Sans surprise (il faut malheureusement le reconnaître) chaque évènement a été plus approché sous l’angle de la célébration que sous celui de l’introspection. Il n’y a rien de vraiment surprenant dans cette option quand on sait que la seconde démarche réclame un travail sans complaisance aussi bien sur la mémoire que sur l’actualité, alors que la première se satisfait largement d’un mélange de jugements neutres et de vertueuses exhortations. On avait auparavant et tout particulièrement constaté ce déficit de profondeur dans la commémoration, même lorsqu’il s’agissait de dates exceptionnelles. Comme l’était par exemple celle du 25ème anniversaire de la Révolution de Mars. Il n’y avait pas, en effet, de circonstance mieux appropriée pour réfléchir sur l’évolution de la démocratie malienne. Or, l’événement le plus marquant à cette occasion s’avéra paradoxalement être la sortie de l’ouvrage collectif « Le Mali sous Moussa Traoré », ouvrage qui remettait en cause la légitimité historique de Mars 1991.
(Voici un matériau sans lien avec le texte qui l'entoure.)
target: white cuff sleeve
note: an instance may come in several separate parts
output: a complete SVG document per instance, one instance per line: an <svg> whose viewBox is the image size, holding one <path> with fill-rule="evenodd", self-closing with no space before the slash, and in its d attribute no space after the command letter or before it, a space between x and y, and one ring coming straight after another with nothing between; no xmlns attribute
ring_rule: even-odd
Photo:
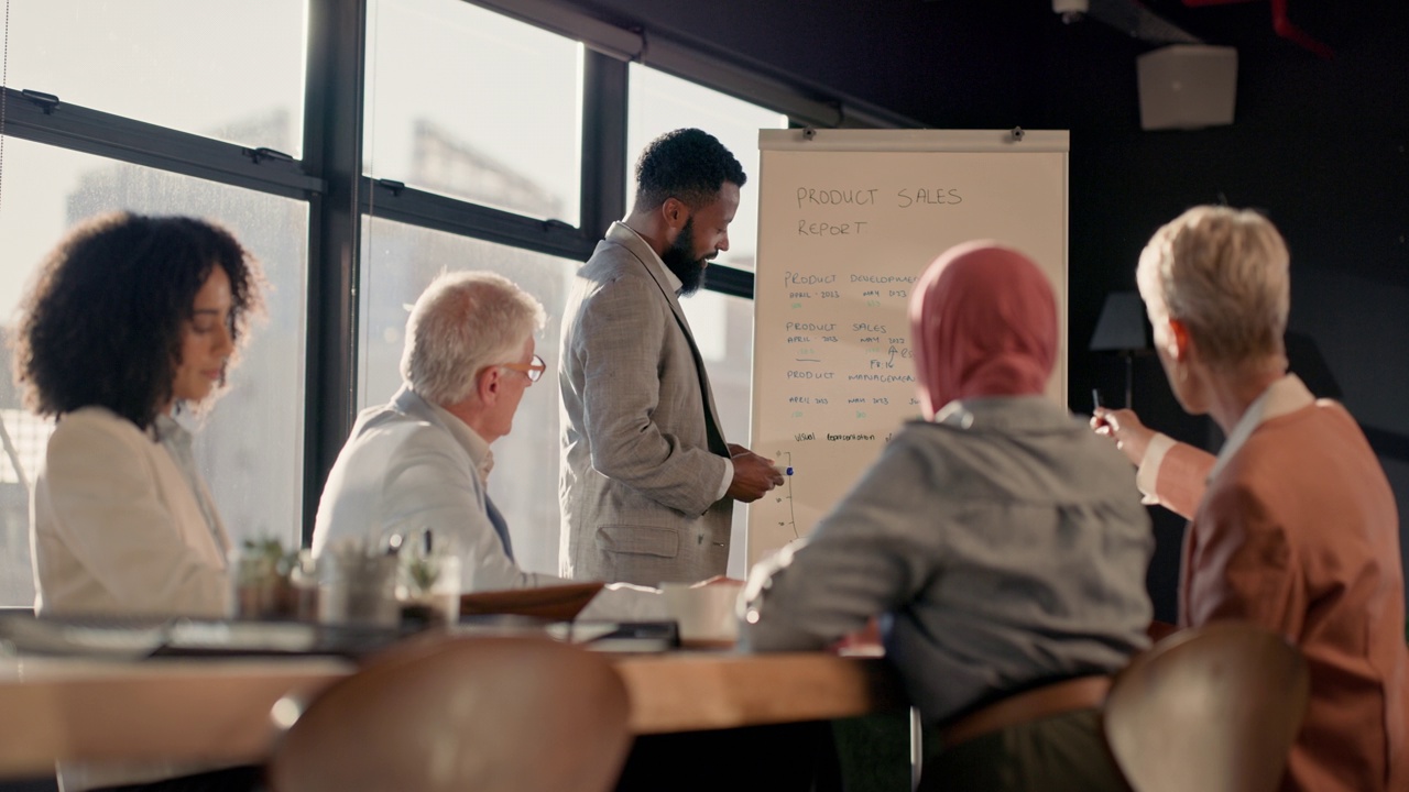
<svg viewBox="0 0 1409 792"><path fill-rule="evenodd" d="M1150 438L1150 445L1146 445L1146 455L1140 459L1140 469L1136 471L1136 486L1144 496L1141 503L1160 503L1160 496L1155 495L1155 482L1160 481L1160 465L1164 464L1164 455L1171 448L1174 448L1174 438L1160 433L1155 433Z"/></svg>
<svg viewBox="0 0 1409 792"><path fill-rule="evenodd" d="M714 493L714 500L723 499L731 483L734 483L734 461L724 459L724 481L719 482L719 492Z"/></svg>

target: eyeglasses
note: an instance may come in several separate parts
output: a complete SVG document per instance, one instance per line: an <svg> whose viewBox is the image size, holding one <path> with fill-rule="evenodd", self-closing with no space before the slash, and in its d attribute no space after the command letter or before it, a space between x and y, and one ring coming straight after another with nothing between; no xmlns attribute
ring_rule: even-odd
<svg viewBox="0 0 1409 792"><path fill-rule="evenodd" d="M538 382L542 372L548 371L548 364L542 362L542 358L538 355L534 355L531 364L499 364L499 368L520 371L528 378L528 382Z"/></svg>

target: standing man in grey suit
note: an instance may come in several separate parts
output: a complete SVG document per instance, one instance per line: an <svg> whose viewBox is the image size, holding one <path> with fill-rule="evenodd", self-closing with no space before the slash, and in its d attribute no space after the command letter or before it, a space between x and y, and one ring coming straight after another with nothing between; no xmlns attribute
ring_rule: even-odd
<svg viewBox="0 0 1409 792"><path fill-rule="evenodd" d="M728 249L744 180L713 135L661 135L637 162L631 213L578 272L558 368L564 576L723 575L733 502L783 481L771 459L726 444L679 303Z"/></svg>

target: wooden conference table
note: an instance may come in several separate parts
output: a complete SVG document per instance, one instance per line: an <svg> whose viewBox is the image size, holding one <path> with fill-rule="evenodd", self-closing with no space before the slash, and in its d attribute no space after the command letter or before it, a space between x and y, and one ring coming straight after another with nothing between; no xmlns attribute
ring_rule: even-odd
<svg viewBox="0 0 1409 792"><path fill-rule="evenodd" d="M850 717L906 706L879 658L823 652L612 655L635 734ZM259 761L271 710L355 671L340 658L0 657L0 778L58 758Z"/></svg>

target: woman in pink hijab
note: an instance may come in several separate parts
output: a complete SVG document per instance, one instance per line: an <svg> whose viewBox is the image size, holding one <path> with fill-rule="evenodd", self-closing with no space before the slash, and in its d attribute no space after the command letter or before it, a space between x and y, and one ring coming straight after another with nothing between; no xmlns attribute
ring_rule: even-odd
<svg viewBox="0 0 1409 792"><path fill-rule="evenodd" d="M1051 286L968 242L916 283L910 321L924 419L754 569L744 643L823 648L879 616L940 729L921 789L1123 789L1095 707L1148 643L1153 538L1130 465L1043 395Z"/></svg>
INADAPTATION ET INCAPACITÉ. Un tel hiatus ne s’est pas retrouvé lors des différentes célébrations de la semaine passée. Mais celles-ci sont restées très convenues, si on excepte l’intense émotion lors de l’évocation des dernières victimes du terrorisme dimanche dernier. Pourtant, aucun des domaines évoqués par les commémorations n’est en lui-même bénin. En cette période particulière que traverse notre monde, se dispenser d’une analyse courageuse expose presqu’inévitablement à devenir plus vulnérable et se condamner à subir les exigences d’une réalité de plus en plus complexe et aux évolutions de moins en moins prévisibles.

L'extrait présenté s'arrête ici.